A woman answers, looking terrified.
“Oh, Lord, is the eviction happening now? We weren’t notified—”
“No.” I brace a hand on the doorjamb. “You’re not being evicted. You’re never paying me rent again. Just help me find your daughter.”
The color drains from her face. “Is she lost? Last time I spoke to her, she was leaving for Paris. With you. She said…”
“What?”
Shelby’s mother only shakes her head, shame dancing across her features.
“I know about the plan to trade leniency for her virginity. She told me.”
“I’m sorry,” she whispers. “I regretted my decision as soon as she left, but it was too late. I should never have sent her to do that.”
“No, you shouldn’t have.” When tears fill her eyes, I soften my harsh tone and it’s all Shelby’s influence. She’s turned me human, hasn’t she? “But it brought her into my life,” I say gruffly, my heart squeezing. “I could never be angry about that. She’s my angel. She’s everything to me.”
The woman nods, as if she knows exactly how special her daughter is. “When she called me to tell me about Paris, she told me the plan was off. That she’d given herself to you freely because…she loves you.”
A pitiful sound leaves me and I nearly rip off the doorjamb. The plan was off. She’d taken her one bargaining tool and given it to me out of trust, affection, and I turned on her at the first opportunity. God, I don’t deserve her, do I? “I love her, too. I love her so much it hurts. But we argued and…and I just need your help bringing her back to me. Please. Where would she go?”
Shelby’s mother pushes the door open wider and allows me inside, my misery multiplying when I see they’ve already packed boxes, probably just in case I threw them out on the streets. Pictures of Shelby at all stages of her life remain on the wall, however, shooting my heart up into my mouth.
We walk into a room at the back of the three-bedroom apartment and the woman points to a small twin bed in the corner of the room, a shelf built into the headboard, packed with books. Simple and small. Unworthy of my angel. I’ve never been so determined to lay the world at her feet.

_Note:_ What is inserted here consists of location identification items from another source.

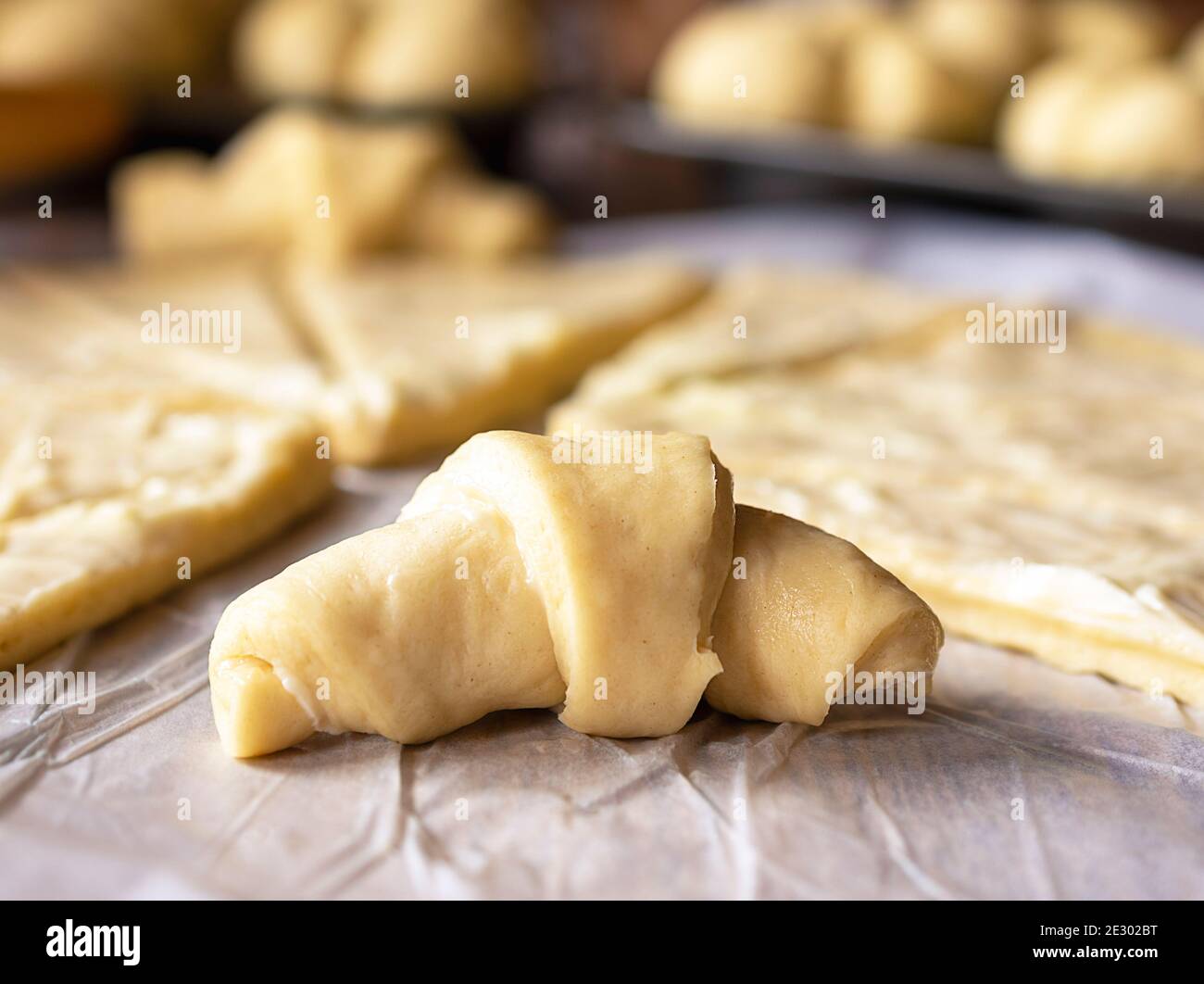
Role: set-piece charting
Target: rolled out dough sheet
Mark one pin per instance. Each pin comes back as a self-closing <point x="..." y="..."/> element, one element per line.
<point x="1047" y="500"/>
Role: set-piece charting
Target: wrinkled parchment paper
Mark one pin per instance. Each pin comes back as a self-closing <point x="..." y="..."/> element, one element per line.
<point x="1019" y="782"/>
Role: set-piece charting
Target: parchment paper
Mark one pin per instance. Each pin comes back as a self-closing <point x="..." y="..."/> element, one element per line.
<point x="1019" y="782"/>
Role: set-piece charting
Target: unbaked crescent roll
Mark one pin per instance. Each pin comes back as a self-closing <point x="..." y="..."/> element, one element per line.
<point x="584" y="574"/>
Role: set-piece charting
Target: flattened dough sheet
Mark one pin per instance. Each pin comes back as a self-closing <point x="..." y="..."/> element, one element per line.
<point x="1047" y="501"/>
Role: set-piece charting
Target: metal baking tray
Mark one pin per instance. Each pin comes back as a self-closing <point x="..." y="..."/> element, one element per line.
<point x="958" y="173"/>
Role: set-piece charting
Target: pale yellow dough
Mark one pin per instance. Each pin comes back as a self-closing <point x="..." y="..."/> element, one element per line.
<point x="1087" y="120"/>
<point x="1047" y="501"/>
<point x="308" y="183"/>
<point x="373" y="353"/>
<point x="107" y="492"/>
<point x="390" y="52"/>
<point x="536" y="573"/>
<point x="428" y="354"/>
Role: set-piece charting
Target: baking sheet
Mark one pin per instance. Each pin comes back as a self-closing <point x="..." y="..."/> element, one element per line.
<point x="952" y="172"/>
<point x="1019" y="782"/>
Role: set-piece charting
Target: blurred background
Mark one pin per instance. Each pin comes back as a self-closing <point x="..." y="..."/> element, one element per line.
<point x="1075" y="111"/>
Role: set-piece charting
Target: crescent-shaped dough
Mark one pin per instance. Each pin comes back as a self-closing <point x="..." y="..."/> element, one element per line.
<point x="534" y="571"/>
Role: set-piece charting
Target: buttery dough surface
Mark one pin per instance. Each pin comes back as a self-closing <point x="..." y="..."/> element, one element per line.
<point x="105" y="492"/>
<point x="429" y="353"/>
<point x="1044" y="500"/>
<point x="534" y="573"/>
<point x="392" y="360"/>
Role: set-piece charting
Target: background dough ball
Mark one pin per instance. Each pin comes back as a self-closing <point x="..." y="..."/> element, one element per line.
<point x="295" y="47"/>
<point x="774" y="51"/>
<point x="1145" y="127"/>
<point x="1193" y="56"/>
<point x="410" y="52"/>
<point x="897" y="89"/>
<point x="1036" y="132"/>
<point x="1112" y="32"/>
<point x="988" y="39"/>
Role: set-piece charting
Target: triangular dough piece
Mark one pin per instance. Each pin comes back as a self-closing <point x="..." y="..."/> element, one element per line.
<point x="213" y="325"/>
<point x="1040" y="498"/>
<point x="531" y="571"/>
<point x="105" y="493"/>
<point x="433" y="352"/>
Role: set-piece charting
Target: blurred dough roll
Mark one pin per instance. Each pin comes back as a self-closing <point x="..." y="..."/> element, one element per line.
<point x="1108" y="32"/>
<point x="758" y="63"/>
<point x="988" y="40"/>
<point x="465" y="55"/>
<point x="897" y="89"/>
<point x="307" y="183"/>
<point x="1084" y="120"/>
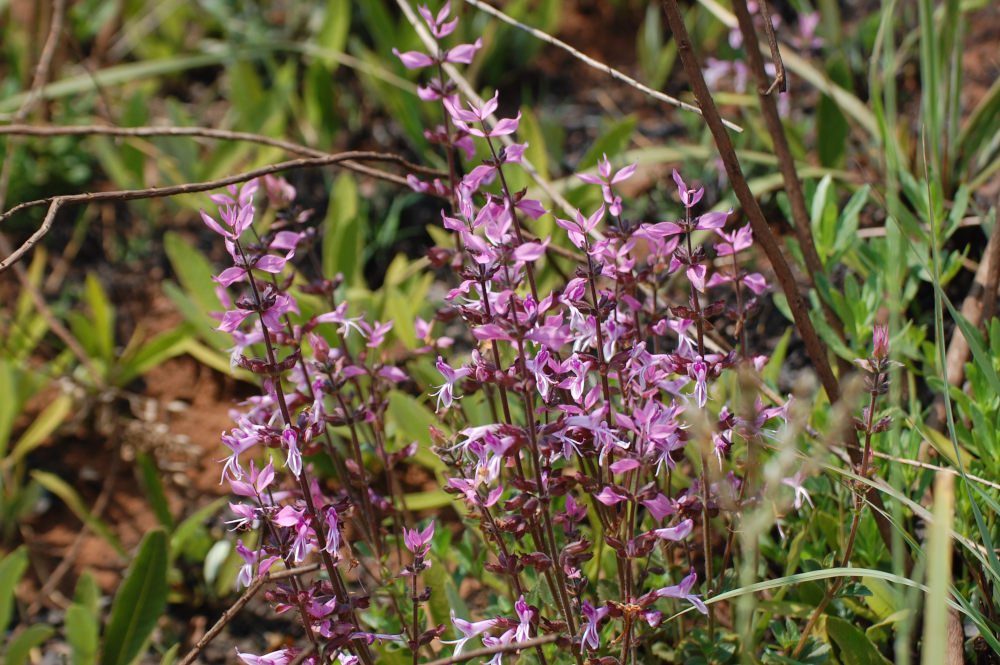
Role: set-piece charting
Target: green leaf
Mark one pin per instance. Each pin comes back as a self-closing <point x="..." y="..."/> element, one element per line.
<point x="87" y="594"/>
<point x="613" y="142"/>
<point x="64" y="491"/>
<point x="150" y="477"/>
<point x="413" y="421"/>
<point x="12" y="567"/>
<point x="139" y="602"/>
<point x="187" y="528"/>
<point x="154" y="353"/>
<point x="82" y="633"/>
<point x="171" y="655"/>
<point x="855" y="647"/>
<point x="21" y="644"/>
<point x="832" y="127"/>
<point x="47" y="422"/>
<point x="102" y="317"/>
<point x="194" y="272"/>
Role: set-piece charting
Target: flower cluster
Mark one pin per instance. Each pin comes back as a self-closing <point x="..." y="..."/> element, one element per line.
<point x="599" y="382"/>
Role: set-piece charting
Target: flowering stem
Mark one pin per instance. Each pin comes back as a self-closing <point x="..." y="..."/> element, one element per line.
<point x="855" y="521"/>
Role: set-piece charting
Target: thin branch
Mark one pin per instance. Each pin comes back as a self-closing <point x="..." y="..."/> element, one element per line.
<point x="35" y="93"/>
<point x="591" y="62"/>
<point x="814" y="346"/>
<point x="780" y="83"/>
<point x="500" y="648"/>
<point x="786" y="162"/>
<point x="231" y="612"/>
<point x="470" y="93"/>
<point x="345" y="159"/>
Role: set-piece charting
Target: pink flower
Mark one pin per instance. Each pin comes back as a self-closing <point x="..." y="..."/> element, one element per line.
<point x="444" y="392"/>
<point x="605" y="180"/>
<point x="418" y="542"/>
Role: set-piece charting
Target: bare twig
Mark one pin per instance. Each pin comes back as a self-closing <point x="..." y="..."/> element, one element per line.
<point x="591" y="62"/>
<point x="780" y="83"/>
<point x="786" y="162"/>
<point x="231" y="612"/>
<point x="34" y="94"/>
<point x="345" y="159"/>
<point x="470" y="93"/>
<point x="814" y="346"/>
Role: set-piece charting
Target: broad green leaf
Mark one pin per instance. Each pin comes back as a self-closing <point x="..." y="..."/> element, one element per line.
<point x="153" y="353"/>
<point x="12" y="567"/>
<point x="343" y="235"/>
<point x="335" y="28"/>
<point x="150" y="477"/>
<point x="82" y="633"/>
<point x="430" y="500"/>
<point x="47" y="422"/>
<point x="64" y="491"/>
<point x="190" y="524"/>
<point x="412" y="421"/>
<point x="140" y="601"/>
<point x="882" y="600"/>
<point x="855" y="647"/>
<point x="939" y="549"/>
<point x="19" y="647"/>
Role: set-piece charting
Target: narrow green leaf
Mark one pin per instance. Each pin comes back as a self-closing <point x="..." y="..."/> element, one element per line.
<point x="12" y="567"/>
<point x="139" y="602"/>
<point x="342" y="240"/>
<point x="20" y="646"/>
<point x="40" y="429"/>
<point x="82" y="633"/>
<point x="855" y="647"/>
<point x="935" y="648"/>
<point x="87" y="594"/>
<point x="154" y="353"/>
<point x="150" y="476"/>
<point x="64" y="491"/>
<point x="102" y="317"/>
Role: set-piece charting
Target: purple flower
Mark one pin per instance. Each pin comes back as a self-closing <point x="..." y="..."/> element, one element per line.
<point x="479" y="114"/>
<point x="304" y="535"/>
<point x="418" y="542"/>
<point x="796" y="483"/>
<point x="444" y="392"/>
<point x="579" y="229"/>
<point x="440" y="26"/>
<point x="469" y="629"/>
<point x="689" y="197"/>
<point x="677" y="532"/>
<point x="590" y="638"/>
<point x="279" y="657"/>
<point x="683" y="591"/>
<point x="880" y="338"/>
<point x="735" y="241"/>
<point x="605" y="180"/>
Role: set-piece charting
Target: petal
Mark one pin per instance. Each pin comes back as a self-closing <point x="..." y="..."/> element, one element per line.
<point x="414" y="59"/>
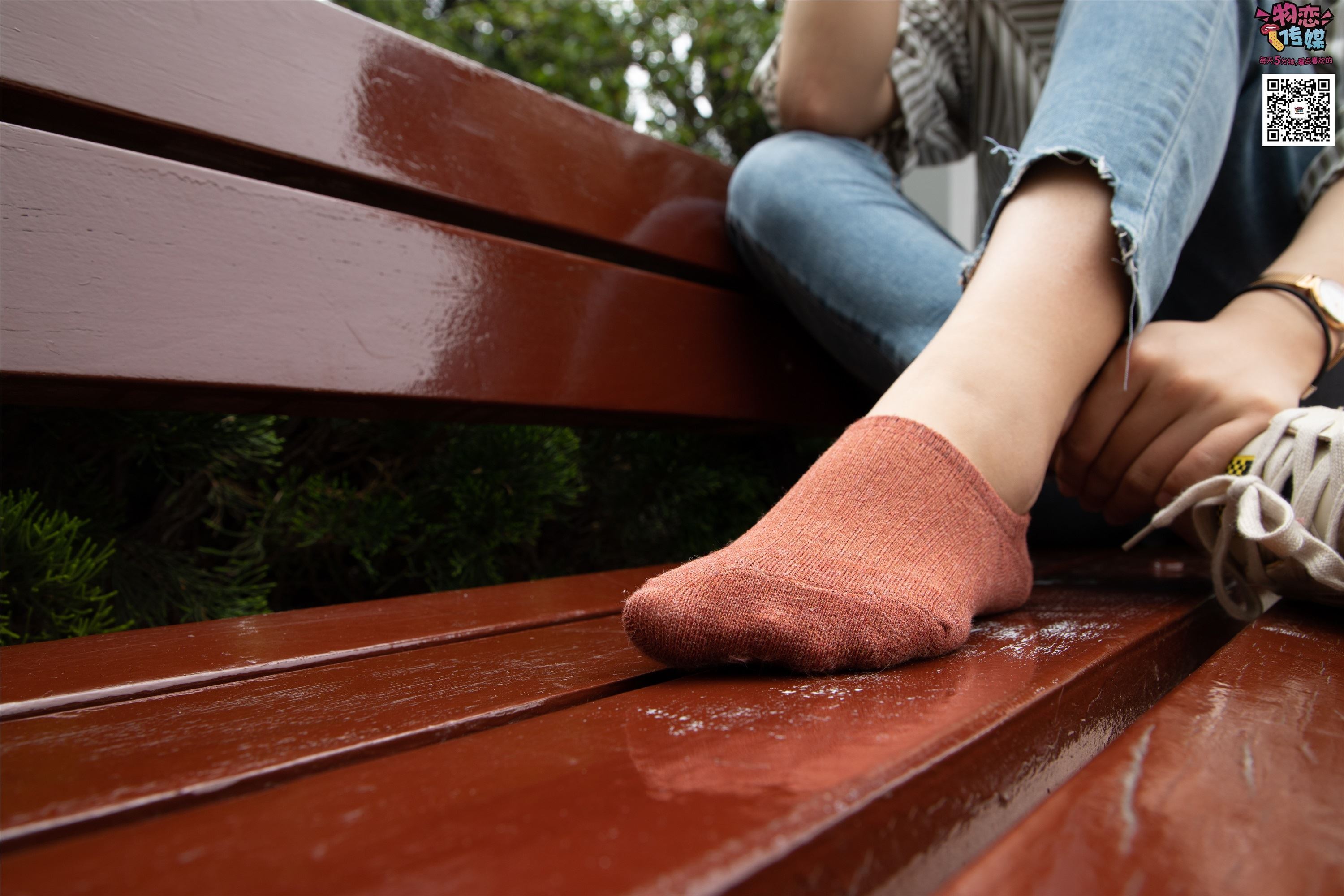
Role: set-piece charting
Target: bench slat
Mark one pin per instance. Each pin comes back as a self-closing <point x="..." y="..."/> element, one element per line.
<point x="160" y="277"/>
<point x="768" y="784"/>
<point x="95" y="763"/>
<point x="322" y="85"/>
<point x="1233" y="784"/>
<point x="76" y="672"/>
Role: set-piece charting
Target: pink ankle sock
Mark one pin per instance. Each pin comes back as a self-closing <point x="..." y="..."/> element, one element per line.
<point x="882" y="552"/>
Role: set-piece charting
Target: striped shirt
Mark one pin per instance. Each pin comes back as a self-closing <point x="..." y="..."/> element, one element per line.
<point x="965" y="70"/>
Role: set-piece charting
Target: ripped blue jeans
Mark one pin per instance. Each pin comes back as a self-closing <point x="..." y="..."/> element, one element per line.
<point x="1171" y="123"/>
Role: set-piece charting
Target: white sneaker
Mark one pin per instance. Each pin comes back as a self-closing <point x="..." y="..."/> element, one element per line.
<point x="1268" y="546"/>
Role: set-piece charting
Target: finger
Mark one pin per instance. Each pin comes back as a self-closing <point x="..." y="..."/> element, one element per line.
<point x="1211" y="454"/>
<point x="1104" y="406"/>
<point x="1139" y="485"/>
<point x="1162" y="404"/>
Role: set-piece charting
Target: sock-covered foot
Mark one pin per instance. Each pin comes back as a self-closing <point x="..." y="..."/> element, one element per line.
<point x="882" y="552"/>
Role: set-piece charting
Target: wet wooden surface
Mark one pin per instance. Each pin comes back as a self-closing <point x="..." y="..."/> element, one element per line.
<point x="76" y="672"/>
<point x="1233" y="784"/>
<point x="331" y="89"/>
<point x="713" y="782"/>
<point x="120" y="268"/>
<point x="92" y="765"/>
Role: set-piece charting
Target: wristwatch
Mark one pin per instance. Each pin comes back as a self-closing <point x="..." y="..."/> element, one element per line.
<point x="1326" y="299"/>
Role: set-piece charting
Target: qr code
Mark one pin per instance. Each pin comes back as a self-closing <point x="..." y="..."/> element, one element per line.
<point x="1299" y="111"/>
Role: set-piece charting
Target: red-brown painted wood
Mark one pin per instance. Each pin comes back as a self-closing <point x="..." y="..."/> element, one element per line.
<point x="61" y="675"/>
<point x="1233" y="784"/>
<point x="85" y="765"/>
<point x="76" y="672"/>
<point x="315" y="82"/>
<point x="124" y="269"/>
<point x="713" y="782"/>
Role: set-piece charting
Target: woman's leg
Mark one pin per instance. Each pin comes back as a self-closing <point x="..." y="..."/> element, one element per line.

“I doubt there is anything in here that will tell us where she’s gone,” says her mother. “There might be a clue in her diary, but it’s locked.”
I look over to find the woman turning a small book over in her hand—and I take it. Hesitating only a second before bashing the lock against the headboard and cracking the diary wide open. “Once a devil, always a devil,” I mutter, letting the diary flip open to a page near the middle and…I see my name.